You can of course keep them in a seat till they are older if u wish as far as i know :)


----------



## Baby France

I didn't realise that it was law until they were 12 or that they were at a certain height!

I've learnt quite a bit on this thread tbh.

I don't think that they are necessarily needed on buses. Maybe its where we are, but they don't go on motorways and don't seem to go above 30mph where we are? As they are so big, it'd have to be a big lorry or something similar for it to have a massive impact on a bus (or is that just my thinking being wired?).

Even though thanks to Suzi I completely understand the law and reasonings as to why taxi drivers don't have car seats...I think I would still be uncomfortable having my child in a car without a seat. But I think thats because I drive and religiously have the kids in seats and me being very protective.


----------



## marley2580

If I get the bus to the neighbouring town it goes 60mph on the duel carriageway


----------



## LauraBee

Baby France said:


> I don't think that they are necessarily needed on buses. Maybe its where we are, but they don't go on motorways and don't seem to go above 30mph where we are? As they are so big, it'd have to be a big lorry or something similar for it to have a massive impact on a bus (or is that just my thinking being wired?).

Ours are the same but the other day, I was on a bus which made an emergency stop (car sped across on a red light) and if I had been holding Bee, she would've flew into the chair in front!

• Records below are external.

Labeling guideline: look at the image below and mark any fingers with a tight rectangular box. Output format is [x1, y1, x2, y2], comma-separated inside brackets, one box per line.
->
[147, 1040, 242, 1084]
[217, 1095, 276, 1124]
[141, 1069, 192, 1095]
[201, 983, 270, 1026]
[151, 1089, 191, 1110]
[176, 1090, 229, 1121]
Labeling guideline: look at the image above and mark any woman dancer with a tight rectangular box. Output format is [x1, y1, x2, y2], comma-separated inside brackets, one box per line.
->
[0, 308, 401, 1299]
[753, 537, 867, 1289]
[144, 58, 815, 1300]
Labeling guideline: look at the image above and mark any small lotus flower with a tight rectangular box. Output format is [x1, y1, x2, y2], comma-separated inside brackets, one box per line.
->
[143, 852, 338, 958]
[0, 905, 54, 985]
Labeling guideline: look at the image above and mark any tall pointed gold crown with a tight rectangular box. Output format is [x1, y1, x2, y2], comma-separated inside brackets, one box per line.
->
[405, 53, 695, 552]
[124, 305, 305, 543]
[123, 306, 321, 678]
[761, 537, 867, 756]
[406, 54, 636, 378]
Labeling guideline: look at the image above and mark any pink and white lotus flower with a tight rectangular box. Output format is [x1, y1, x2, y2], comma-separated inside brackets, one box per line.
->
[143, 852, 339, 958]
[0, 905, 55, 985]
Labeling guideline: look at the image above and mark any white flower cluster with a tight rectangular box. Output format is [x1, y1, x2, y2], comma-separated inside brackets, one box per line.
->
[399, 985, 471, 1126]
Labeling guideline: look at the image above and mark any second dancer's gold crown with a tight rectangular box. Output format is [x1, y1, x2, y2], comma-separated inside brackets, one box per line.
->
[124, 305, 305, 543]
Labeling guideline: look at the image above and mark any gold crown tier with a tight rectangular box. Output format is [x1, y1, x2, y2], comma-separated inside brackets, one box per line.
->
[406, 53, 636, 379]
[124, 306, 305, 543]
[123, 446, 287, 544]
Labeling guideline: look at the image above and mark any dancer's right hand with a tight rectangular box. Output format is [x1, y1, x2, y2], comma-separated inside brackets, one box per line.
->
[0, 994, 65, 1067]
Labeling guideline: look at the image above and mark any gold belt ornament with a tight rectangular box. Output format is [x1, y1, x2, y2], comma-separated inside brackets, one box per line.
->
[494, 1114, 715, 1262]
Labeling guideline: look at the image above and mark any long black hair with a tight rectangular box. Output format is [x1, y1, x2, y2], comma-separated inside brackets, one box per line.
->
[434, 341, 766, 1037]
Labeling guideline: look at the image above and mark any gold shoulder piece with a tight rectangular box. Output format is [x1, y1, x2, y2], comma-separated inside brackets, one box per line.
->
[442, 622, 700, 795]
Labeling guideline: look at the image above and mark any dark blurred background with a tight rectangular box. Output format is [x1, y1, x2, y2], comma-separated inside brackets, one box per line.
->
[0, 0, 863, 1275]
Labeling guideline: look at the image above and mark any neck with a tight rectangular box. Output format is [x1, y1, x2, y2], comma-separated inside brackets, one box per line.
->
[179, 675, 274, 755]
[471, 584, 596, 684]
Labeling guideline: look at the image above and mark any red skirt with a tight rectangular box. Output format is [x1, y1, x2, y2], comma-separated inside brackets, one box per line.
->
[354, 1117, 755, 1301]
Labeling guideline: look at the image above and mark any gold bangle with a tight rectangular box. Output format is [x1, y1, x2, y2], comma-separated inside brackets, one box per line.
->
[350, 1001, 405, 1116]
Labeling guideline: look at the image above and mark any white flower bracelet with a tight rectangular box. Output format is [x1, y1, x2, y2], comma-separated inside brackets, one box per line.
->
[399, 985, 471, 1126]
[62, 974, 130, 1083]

The pushchair almost went over (although I've seen that happen on the bus just with the parents overloading the back :dohh:) but I caught it just before it did.

I've also been on a few buses where the driver has forgotten to put the handbrake on and got out to switch drivers and we crashed into some parked cars or someone managed to get to the brakes just in time. No one was hurt because we weren't going fast, but I was really shook up for a while...

I think I'd feel safer in the taxi tbh, but I can't afford them - can barely afford buses with the recent price hikes! I'm just going to walk everywhere from now on :wacko:


----------



## pinklightbulb

I've been on a highway on a bus with Eamon. Not for the faint-hearted!


----------



## x__amour

Oh no way. Not unless it was an absolute emergency.


----------



## jcombs35

As everyone else says, no. Not unless it was a major emergency and I had to get someone to the hospital or they would die. It is irresponsible.


----------



## pinklightbulb

I don't think it's OK to generalise by saying it's irresponsible. I literally have no other choice in the matter at times. Not everyone drives or lives close to good public transport :wacko:


----------



## suzib76

Baby France said:


> I didn't realise that it was law until they were 12 or that they were at a certain height!
> 
> I've learnt quite a bit on this thread tbh.
> 
> I don't think that they are necessarily needed on buses. Maybe its where we are, but they don't go on motorways and don't seem to go above 30mph where we are? As they are so big, it'd have to be a big lorry or something similar for it to have a massive impact on a bus (or is that just my thinking being wired?).
> 
> Even though thanks to Suzi I completely understand the law and reasonings as to why taxi drivers don't have car seats...I think I would still be uncomfortable having my child in a car without a seat. But I think thats because I drive and religiously have the kids in seats and me being very protective.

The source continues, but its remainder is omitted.